Bofinger lehnt Beamten-Rentenreform als "Doppelbelastung" strikt ab

Bofinger warnt vor Integration von Beamten in die gesetzliche Rente

Bofinger lehnt Beamten-Rentenreform als "Doppelbelastung" strikt ab

Peter Bofinger, Mitglied der Rentenkommission der Bundesregierung, hat sich gegen die Einbeziehung von Beamten in die gesetzliche Rentenversicherung ausgesprochen. In einem aktuellen Interview mit der Neuen Osnabrücker Zeitung bezeichnete er diesen Schritt als eine „massive Doppelbelastung für den öffentlichen Sektor“.

Die Rentenkommission hatte zuvor ein einheitliches Rentensystem, das alle Beschäftigten – einschließlich Beamte – umfasst, als das „ideale Modell für die Alterssicherung“ bezeichnet. Gleichzeitig räumte sie jedoch ein, dass die Umsetzung dieses Ziels in absehbarer Zeit nur schwer zu erreichen sei.

Bofinger argumentierte, der Übergang zu einem solchen System wäre extrem schwierig und könnte sogar Verfassungsänderungen erfordern. Er verwies darauf, dass der Beamtenstatus bereits durch Urteile des Bundesverfassungsgerichts als besonderes, geschütztes Rechtsverhältnis anerkannt sei.

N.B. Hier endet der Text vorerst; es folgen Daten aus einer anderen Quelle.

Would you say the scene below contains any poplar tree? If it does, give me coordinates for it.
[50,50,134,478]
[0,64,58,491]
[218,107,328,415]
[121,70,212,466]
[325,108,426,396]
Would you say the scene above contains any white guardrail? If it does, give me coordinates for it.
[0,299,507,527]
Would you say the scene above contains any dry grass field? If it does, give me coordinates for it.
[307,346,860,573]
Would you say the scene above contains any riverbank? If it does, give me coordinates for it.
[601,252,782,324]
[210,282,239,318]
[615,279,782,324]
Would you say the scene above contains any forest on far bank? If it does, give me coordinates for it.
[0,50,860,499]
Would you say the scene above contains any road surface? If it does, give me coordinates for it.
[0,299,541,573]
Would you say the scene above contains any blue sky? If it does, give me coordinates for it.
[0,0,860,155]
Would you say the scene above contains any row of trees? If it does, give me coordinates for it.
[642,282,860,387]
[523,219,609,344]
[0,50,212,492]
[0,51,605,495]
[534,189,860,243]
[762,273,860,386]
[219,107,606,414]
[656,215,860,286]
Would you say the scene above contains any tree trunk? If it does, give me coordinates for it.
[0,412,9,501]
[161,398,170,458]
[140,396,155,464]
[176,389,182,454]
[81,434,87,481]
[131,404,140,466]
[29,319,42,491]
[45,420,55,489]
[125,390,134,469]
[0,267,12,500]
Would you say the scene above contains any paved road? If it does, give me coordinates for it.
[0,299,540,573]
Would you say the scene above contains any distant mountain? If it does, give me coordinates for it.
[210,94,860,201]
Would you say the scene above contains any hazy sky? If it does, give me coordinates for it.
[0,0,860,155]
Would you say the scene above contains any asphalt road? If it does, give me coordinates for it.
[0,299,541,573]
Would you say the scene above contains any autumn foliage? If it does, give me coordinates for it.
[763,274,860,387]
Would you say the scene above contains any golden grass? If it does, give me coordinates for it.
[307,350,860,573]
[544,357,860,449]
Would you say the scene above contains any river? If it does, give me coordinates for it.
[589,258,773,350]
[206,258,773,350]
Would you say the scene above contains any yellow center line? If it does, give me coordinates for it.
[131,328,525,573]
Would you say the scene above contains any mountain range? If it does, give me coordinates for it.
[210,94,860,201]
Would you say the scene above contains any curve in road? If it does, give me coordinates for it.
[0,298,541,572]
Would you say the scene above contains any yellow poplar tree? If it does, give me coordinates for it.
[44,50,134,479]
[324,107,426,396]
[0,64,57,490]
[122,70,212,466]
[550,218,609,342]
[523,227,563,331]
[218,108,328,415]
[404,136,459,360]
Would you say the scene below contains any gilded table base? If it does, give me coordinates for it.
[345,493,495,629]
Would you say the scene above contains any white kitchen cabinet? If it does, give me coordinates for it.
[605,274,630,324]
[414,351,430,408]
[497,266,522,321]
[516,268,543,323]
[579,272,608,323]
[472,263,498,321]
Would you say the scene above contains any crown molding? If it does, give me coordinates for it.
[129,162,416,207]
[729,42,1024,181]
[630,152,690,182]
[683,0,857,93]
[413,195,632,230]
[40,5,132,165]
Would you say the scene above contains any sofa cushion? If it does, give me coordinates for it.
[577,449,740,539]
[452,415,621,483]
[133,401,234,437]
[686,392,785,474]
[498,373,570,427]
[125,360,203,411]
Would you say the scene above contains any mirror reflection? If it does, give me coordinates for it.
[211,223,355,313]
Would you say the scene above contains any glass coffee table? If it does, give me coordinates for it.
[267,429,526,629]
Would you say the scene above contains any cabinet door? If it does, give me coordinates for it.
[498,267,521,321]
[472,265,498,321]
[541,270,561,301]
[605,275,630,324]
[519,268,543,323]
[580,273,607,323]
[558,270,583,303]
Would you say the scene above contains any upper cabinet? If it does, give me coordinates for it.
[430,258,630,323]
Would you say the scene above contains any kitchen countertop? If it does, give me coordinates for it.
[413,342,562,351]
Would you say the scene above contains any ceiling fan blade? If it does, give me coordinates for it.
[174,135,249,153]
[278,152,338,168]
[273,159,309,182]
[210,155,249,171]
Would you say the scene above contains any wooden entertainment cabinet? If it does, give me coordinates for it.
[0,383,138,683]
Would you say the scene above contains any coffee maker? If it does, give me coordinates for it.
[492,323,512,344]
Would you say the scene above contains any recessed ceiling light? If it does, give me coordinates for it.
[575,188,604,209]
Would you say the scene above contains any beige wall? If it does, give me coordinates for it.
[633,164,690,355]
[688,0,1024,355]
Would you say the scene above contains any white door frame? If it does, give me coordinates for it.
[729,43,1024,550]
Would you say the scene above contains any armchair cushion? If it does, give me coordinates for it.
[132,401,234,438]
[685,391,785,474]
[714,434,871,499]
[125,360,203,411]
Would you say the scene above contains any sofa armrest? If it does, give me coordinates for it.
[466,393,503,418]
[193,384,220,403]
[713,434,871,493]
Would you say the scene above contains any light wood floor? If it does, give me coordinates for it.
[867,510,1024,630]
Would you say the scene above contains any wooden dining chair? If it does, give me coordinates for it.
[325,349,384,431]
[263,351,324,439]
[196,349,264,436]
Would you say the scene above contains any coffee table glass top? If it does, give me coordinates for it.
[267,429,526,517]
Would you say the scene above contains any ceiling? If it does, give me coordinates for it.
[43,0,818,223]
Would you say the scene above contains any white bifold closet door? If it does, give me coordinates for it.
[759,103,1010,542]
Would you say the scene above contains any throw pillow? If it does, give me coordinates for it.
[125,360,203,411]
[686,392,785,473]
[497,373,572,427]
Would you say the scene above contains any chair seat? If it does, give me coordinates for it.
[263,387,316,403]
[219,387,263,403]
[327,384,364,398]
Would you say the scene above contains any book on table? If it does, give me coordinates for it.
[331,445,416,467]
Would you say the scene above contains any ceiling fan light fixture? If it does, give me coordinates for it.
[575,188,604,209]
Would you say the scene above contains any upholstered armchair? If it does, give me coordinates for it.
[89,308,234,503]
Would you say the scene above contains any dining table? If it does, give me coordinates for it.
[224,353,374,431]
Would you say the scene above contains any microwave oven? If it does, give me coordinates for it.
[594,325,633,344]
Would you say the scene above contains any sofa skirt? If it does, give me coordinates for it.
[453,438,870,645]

Laut dem Reformvorschlag stünde der Staat über einen Zeitraum von 40 Jahren vor einer erheblichen finanziellen Belastung: Er müsste gleichzeitig Rentenbeiträge für neue Beamte zahlen und die Versorgungsleistungen für die aktuellen Rentner weiter finanzieren. Dies folgt auf einen Vorstoß von Arbeitsminister Hubertus Heils SPD-Kollegin Barbara Bas, die sich kürzlich für die Integration der Beamten in die gesetzliche Rente ausgesprochen hatte.

Die Warnung der Kommission unterstreicht die praktischen und rechtlichen Hürden einer Reform. Jede Veränderung würde langfristige finanzielle Verpflichtungen für den Staat mit sich bringen – und die verfassungsrechtlichen Garantien für Beamte machen die Debatte zusätzlich komplex.